21 October 2021 | Scott Nursten
AI is one of tech’s most over-used terms. In 2019, an MMC survey concluded that 40 percent of EU ‘AI’ start-ups did not actually use AI. The term is appealing to investors, customers and analysts, leading to regular misclassification which businesses can be very slow to correct.
In truth, real AI doesn’t exist yet. Instead, we have machine learning: an algorithm that processes data very quickly and issues a pre-programmed response. While these pieces of code do enable technology to ‘learn’ we’re a long way from Turing’s AI test, where a machine emulates our intelligence so convincingly that a human will mistake it for another human.
Machine Learning vs AI
Machine learning might not sound as sexy as AI, but these algorithms are helping to protect businesses, prevent fraud and save lives.
AI conjures images of slick robots and futuristic worlds. Conversely, its appeal dates back to ancient Greece. Silver coins depicting a mythical automaton called Talos demonstrate as much.

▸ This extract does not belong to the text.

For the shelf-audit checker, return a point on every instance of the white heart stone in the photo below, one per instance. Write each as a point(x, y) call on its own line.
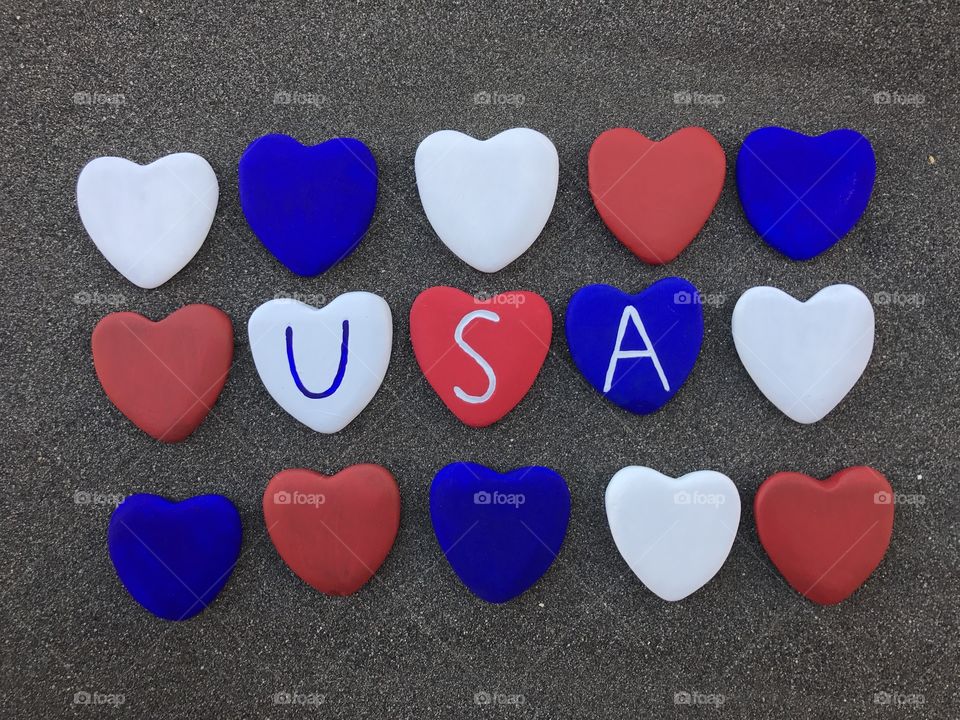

Machine learning as a term was coined in 1959 by Arthur Samuel from IBM. It is the engine that powers today’s most advanced ‘intelligent’ systems and without it, AI will never exist.
Technically, the difference between machine learning and AI is formal reasoning. Whereas machine learning uses advanced heuristics to adjust its response based on input, AI can ‘think’ independently. Anyone who’s used an online chatbot or automated phone system knows how broad a gap we still have to bridge.
But is it wrong to use the term AI? While we can’t have an authentic conversation with an automated system, it is still analysing a shed load of data extremely quickly, demonstrating a sort of intelligence. The problems begin if you believe AI, as it currently exists, delivers more than it can.
When ‘AI’ as a term is a problem
Using AI as a marketing term is fine, providing nobody is being misled. If you believe that AI means you’re getting a superior product guaranteed to deliver a superior outcome, you can find yourself anything from disappointed to dangerously exposed.
You can overpay for something that will never deliver the results you hope for, purely because you’ve been seduced by the term, ‘AI’. Then there is the question of risk. Allowing unproven AI access to your precious, perhaps regulated data can be a huge error.
A badly written algorithm will deliver bad results. It could be missing critical signals amid all the data noise. In the security world, it could be detracting from your overall security posture, as opposed to improving it, leaving you open to a serious breach.
We’ve recently worked with two clients, both of whom believed their endpoint security solution was superior because it ‘used AI’. Once we introduced them to SentinelOne, with its extensive proof of AI defeating malware, they realised their mistake.
What makes good AI good?
Good AI is defined by specificity and speed. In other words, it requires excellent data and lots of processing power. The more specific the dataset, the better informed the responses. The greater the processing power, the faster it will learn.
To select AI well, be clear about what you want to achieve, and the kind of results you can realistically expect. Ask to see unbiased proof. SentinelOne broke records during independent tests, identifying and isolating more malware more quickly than any other similar endpoint security solution.
Show me AI that is designed for a single, focused purpose and I’m interested. Promise me a ‘silver bullet’ and I am instantly wary.
Where AI is working very well
AI is being used to protect businesses from highly advanced threats. Algorithms can detect and isolate malware much faster than a human could.
Doctors are using AI to tackle interoperable data, meet increasing demand for personalised medicine, develop intelligent applications and accelerate areas like image analysis and life science research.
Accenture estimates that AI has the potential to generate $2.2 trillion of value to retailers by 2035, by boosting growth and profitability. Improved asset protection, in-store analytics and streamlined operations are predicted benefits.
AI is helping telecoms businesses tap into the power of GPUs and the 5G network. As our communities become ever more connected, AI can harvest and analyse data to generate real-time insights into congestion, pedestrian safety, parking or pollution.
£1.6 billion of fraud was prevented last year, according to Mastercard, using AI. When I was in Brighton recently at the T20 Vitality Blast cricket match, we stopped at a small shop way outside my usual spending locale. My contactless card payment was stopped, and my PIN requested. This is AI in action, checking it was indeed me using my card and preventing fraud.
Industrial and manufacturing
AI is empowering smart factories to improve quality, operational efficiency, reduce costs and build safer working condition.
AI can deliver seriously impressive outcomes if you approach it in the right way. First, be clear on the results you want to see. Then seek proof, not promises. Remove trust, sweep away the hype and see good AI for the clever code it is.